Oracle Quartal: Wie aggressiv ist der KI-Investitionsplan?

Im Mittelpunkt des Oracle Quartal steht der massive Ausbau der KI-Cloud. Das Management bestätigt Investitionsausgaben von 50 Milliarden Dollar für das Geschäftsjahr 2026 – ein Wert, der den Konzern in eine Liga mit Hyperscalern wie NVIDIA-Partnern hebt. Mehr als 10 Gigawatt an Strom- und Rechenzentrumsleistung sollen in den nächsten drei Jahren ans Netz gehen, wovon über 90 % bereits über Partnerstrukturen finanziert sind.

Die Kehrseite: Der aggressive Ausbau drückt den freien Cashflow deutlich ins Negative, zuletzt lagen die zwölfmonatigen Free-Cash-Flow-Abflüsse bei über 13 Milliarden Dollar. Gleichzeitig setzt Oracle auf eine Kombination aus eigenem Kassenbestand von rund 39 Milliarden Dollar, operativem Cashflow (23,5 Milliarden Dollar) sowie kundenseitig vorfinanzierten GPUs, um die Last der CapEx-Welle zu schultern. Das Management betont, dass im laufenden Jahr keine zusätzlichen Schulden oder Anleihe-Emissionen notwendig sein sollen.

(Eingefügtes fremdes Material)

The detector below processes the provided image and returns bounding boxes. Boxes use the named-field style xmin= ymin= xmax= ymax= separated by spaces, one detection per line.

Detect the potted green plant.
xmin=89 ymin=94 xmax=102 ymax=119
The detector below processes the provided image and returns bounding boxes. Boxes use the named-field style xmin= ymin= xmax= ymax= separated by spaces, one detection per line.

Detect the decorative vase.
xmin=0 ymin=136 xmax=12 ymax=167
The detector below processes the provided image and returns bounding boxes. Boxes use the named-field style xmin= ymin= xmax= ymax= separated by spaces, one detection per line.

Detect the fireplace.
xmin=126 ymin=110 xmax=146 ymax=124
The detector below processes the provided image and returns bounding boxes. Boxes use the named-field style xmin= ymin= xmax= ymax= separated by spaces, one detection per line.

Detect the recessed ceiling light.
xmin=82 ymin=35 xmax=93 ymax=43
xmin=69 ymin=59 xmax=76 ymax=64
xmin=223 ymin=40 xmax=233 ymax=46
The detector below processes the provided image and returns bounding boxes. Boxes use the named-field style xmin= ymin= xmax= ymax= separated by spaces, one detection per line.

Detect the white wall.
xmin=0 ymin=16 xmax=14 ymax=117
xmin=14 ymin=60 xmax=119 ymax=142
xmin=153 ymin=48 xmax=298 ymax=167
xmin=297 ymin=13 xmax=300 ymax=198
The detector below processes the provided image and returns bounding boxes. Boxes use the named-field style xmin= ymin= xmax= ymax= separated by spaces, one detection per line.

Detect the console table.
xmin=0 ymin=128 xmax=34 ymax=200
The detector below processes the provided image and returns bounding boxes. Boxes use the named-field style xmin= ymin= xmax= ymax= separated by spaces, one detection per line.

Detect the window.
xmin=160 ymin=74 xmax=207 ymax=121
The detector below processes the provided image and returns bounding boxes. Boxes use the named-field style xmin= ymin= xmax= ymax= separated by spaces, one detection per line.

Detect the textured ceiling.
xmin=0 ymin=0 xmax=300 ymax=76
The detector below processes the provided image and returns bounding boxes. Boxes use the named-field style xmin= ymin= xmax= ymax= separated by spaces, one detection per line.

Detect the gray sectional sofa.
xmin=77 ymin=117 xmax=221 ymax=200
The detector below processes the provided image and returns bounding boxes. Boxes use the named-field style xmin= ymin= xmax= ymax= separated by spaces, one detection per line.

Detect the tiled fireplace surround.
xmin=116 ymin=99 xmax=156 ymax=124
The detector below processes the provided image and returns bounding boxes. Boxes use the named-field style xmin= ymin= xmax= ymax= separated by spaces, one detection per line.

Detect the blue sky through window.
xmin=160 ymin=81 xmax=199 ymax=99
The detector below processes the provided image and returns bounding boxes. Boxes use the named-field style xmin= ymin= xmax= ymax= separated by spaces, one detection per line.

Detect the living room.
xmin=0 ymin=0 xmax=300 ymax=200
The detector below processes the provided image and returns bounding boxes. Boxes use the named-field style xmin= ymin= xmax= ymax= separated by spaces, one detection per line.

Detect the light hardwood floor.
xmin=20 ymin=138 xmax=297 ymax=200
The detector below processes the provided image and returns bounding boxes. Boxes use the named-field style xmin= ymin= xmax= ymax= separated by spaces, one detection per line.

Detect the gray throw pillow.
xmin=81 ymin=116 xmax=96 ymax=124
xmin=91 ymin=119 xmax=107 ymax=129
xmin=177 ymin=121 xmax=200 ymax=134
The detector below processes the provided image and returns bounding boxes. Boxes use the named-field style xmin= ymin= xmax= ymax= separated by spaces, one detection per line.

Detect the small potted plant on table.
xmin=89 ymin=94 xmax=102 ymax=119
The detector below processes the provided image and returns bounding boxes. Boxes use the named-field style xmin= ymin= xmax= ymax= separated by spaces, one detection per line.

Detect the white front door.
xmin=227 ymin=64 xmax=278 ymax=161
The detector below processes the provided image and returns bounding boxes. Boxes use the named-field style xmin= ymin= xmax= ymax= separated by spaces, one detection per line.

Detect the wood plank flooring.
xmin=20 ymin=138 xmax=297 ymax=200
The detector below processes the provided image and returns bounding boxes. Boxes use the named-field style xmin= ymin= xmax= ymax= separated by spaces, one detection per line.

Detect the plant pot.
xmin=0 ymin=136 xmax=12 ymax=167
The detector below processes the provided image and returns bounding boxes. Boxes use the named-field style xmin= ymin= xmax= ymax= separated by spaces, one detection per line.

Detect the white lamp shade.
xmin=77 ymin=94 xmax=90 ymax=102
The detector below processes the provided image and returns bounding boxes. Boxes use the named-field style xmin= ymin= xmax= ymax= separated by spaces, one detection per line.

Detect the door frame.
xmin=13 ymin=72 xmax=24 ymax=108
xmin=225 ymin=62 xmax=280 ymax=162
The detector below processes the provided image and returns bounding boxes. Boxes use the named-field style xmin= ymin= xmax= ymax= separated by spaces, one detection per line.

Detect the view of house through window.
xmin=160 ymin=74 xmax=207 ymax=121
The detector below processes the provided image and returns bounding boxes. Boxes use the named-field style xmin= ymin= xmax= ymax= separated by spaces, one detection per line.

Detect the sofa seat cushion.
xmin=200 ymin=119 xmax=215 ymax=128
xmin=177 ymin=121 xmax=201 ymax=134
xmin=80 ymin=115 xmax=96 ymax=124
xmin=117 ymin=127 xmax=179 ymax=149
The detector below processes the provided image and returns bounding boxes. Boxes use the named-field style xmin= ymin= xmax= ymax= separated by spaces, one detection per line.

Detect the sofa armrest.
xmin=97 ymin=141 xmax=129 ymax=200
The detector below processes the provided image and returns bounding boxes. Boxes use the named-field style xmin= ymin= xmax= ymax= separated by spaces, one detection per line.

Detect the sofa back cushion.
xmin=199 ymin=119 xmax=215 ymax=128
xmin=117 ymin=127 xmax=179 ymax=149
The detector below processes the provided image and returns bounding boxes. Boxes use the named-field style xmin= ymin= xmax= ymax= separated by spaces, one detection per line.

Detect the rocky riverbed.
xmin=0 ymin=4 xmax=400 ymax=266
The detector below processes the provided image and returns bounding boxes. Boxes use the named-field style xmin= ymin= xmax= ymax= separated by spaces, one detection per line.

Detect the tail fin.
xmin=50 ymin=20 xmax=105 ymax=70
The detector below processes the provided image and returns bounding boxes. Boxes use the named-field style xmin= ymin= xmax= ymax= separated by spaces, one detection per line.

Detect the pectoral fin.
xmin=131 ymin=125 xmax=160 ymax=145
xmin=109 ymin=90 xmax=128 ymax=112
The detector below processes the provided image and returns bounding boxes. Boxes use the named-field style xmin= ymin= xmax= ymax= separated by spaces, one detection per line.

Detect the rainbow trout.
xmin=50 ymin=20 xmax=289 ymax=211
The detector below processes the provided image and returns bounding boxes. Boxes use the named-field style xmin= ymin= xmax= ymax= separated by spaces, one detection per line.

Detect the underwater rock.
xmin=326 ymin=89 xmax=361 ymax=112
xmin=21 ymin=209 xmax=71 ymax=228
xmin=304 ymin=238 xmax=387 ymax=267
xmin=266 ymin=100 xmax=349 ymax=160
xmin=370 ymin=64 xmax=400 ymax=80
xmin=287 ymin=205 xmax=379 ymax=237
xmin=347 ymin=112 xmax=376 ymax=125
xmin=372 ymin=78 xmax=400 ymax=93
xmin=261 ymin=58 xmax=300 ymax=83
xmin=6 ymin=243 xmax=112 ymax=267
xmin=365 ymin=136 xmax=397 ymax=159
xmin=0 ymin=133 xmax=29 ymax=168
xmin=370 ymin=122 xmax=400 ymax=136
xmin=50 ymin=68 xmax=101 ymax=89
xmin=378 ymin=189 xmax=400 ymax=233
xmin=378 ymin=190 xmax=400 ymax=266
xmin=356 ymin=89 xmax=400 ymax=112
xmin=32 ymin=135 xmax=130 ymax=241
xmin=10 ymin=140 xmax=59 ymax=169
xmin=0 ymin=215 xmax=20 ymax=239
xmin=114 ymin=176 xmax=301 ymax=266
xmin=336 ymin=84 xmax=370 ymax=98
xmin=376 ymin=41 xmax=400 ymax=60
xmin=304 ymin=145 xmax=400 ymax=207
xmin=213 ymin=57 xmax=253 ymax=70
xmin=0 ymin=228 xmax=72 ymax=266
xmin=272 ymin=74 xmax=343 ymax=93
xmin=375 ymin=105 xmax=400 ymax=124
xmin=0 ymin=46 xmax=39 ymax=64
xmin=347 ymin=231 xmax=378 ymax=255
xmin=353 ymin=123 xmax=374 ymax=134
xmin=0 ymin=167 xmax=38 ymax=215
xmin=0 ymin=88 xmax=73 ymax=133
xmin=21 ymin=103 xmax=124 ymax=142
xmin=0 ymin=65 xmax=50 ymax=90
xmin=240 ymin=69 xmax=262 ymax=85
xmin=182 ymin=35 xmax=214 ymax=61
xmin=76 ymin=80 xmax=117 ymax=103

Strategisch will Oracle den „Halo-Effekt“ der KI-Infrastruktur nutzen: Kunden, die KI-Modelle auf Oracle Cloud Infrastructure trainieren, sollen verstärkt Datenbanken, Souveränitätslösungen und SaaS-Anwendungen aus dem gleichen Ökosystem beziehen. Im Datenbankgeschäft wachsen Multi-Cloud-Datenbanken um 531 %, KI-Infrastruktur-Umsätze um 243 % – Margen im Bereich von 30 bis 40 % auf GPU-Clusters, ergänzt durch höhermargige Services wie Compute, Storage und Security.

Oracle Corporation Aktienchart - 252 Tage Kursverlauf - Maerz 2026

Wie geht Oracle mit dem Risiko rund um OpenAI um?

Das Oracle Quartal kommt in einer Phase, in der der OpenAI-Deal vom anfänglichen „Heiligenschein“ zur Risikoquelle geworden war. Anleger zweifelten sowohl an der Stabilität des mehrere hundert Milliarden Dollar schweren Cloud-Deals als auch an der Frage, ob sich die KI-Rechenzentren jemals voll amortisieren. Diskussionen um das Rechenzentrumsprojekt „Stargate“ und Berichte über angebliche Planänderungen beim Ausbau hatten diese Unsicherheit verstärkt.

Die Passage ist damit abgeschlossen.